Members of the Nazi Party
After examining the records for only three weeks, the First Criminal Chamber of the Münster State Court closed the proceedings, at the government's expense. "Anyone who incurred guilt in a
situation which was not under their control should, as a rule, receive immunity from prosecution," the court suggested.
And this was to apply to a doctor who felt threatened by the regime in the form of the wife of a minister? The immunity law had not been enacted for a case like Kunz's, no matter how it was
interpreted. Perhaps that was why the judges wrote, in the grounds for their decision, that it was time to finally draw a line "under the confusing circumstances."
Three months later, the regional appeals court in Hamm upheld the lower court's decision, while emphasizing how dangerous the situation had been for Kunz. Magda Goebbels, the court argued, had
"made it clear to him that he would be killed if he refused to perform the task that was intended for him."
Describing the act of being an accomplice to the killings of six children as a "task that was intended for him" is a bitter way of phrasing it.
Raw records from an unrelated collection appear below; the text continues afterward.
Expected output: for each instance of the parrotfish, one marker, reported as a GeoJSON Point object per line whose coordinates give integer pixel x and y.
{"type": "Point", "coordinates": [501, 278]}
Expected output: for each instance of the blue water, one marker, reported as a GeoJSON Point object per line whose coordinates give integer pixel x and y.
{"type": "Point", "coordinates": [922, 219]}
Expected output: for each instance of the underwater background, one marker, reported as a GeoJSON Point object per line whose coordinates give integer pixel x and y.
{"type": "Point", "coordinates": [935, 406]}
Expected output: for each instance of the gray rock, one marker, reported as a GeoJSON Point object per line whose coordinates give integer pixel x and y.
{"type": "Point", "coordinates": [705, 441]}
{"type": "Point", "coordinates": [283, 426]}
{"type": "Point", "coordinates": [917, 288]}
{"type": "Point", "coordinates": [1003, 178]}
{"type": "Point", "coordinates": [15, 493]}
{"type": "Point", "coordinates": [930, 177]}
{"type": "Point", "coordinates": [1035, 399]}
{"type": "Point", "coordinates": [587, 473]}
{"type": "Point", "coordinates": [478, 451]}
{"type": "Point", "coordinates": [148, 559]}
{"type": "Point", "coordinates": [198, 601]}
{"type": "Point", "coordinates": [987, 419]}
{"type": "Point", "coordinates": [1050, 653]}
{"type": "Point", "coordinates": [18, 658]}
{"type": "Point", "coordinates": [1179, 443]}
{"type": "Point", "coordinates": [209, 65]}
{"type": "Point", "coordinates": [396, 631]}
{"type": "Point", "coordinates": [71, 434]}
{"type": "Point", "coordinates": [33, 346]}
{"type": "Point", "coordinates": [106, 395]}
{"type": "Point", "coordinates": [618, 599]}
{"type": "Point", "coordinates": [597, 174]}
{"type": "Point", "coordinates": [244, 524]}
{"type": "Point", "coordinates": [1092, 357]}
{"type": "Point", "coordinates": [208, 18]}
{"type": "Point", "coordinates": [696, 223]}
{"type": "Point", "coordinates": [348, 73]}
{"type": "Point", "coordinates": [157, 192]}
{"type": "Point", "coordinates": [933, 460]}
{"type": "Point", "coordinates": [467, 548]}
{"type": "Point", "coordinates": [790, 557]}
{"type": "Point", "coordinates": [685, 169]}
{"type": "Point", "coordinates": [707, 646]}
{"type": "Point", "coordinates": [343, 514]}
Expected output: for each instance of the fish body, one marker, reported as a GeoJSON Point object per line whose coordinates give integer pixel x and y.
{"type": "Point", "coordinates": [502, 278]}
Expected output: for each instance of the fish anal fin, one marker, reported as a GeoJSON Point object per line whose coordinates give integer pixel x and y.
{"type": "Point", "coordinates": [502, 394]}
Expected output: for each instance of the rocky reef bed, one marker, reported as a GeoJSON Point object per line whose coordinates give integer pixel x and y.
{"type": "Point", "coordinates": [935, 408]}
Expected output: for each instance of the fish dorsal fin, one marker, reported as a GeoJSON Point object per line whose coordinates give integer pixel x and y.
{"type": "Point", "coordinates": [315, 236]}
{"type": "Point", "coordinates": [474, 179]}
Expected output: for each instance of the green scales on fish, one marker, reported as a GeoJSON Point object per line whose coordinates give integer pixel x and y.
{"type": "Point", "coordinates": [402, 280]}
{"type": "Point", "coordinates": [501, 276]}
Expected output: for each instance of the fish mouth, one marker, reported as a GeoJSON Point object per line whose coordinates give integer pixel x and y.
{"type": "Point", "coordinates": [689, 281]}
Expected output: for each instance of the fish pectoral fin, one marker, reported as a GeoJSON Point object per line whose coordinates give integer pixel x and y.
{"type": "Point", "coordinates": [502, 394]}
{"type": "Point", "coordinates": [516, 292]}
These are the words of lawyers, and it is hardly
surprising that both the presiding judge, Gerhard Rose, born in 1903, and the president of the regional appeals court, Gerhard Ahlich, born in 1905, had been members of the Nazi Party. Rose's
membership number was 4 413 181, and Ahlich's was 4 079 094. Both men had joined the Nazi Party on May 1, 1937.
Coincidentally, it was the same day Kunz joined the party.
Scattered in the Elbe
The dentist died in Freudenstadt in southwestern Germany in 1976. He had been highly regarded in the community and had kept working until his death. He is buried in the municipal cemetery,
division R, double grave 10/11.
According to the Russian account, after the autopsies the bodies of the children, as well as those of their parents and of Hitler and Eva Braun, were hastily buried near Buch in northeastern
Berlin. They were moved again twice before the politburo in Moscow ordered their "final" destruction, "under strict orders of secrecy," because the Russians wanted to avoid attracting attention.
The KGB was instructed to perform the clandestine mission, code-named "Operation Archive."
According to a secret document, on the night of April 4-5, 1970, a KGB unit disinterred "skulls, bones, ribs, vertebrae and so on." The agents threw everything they found onto a bonfire, and the
"remains" were "burned completely" and "together with pieces of charcoal, were pounded into powder."
The ashes were scattered in the Elbe River.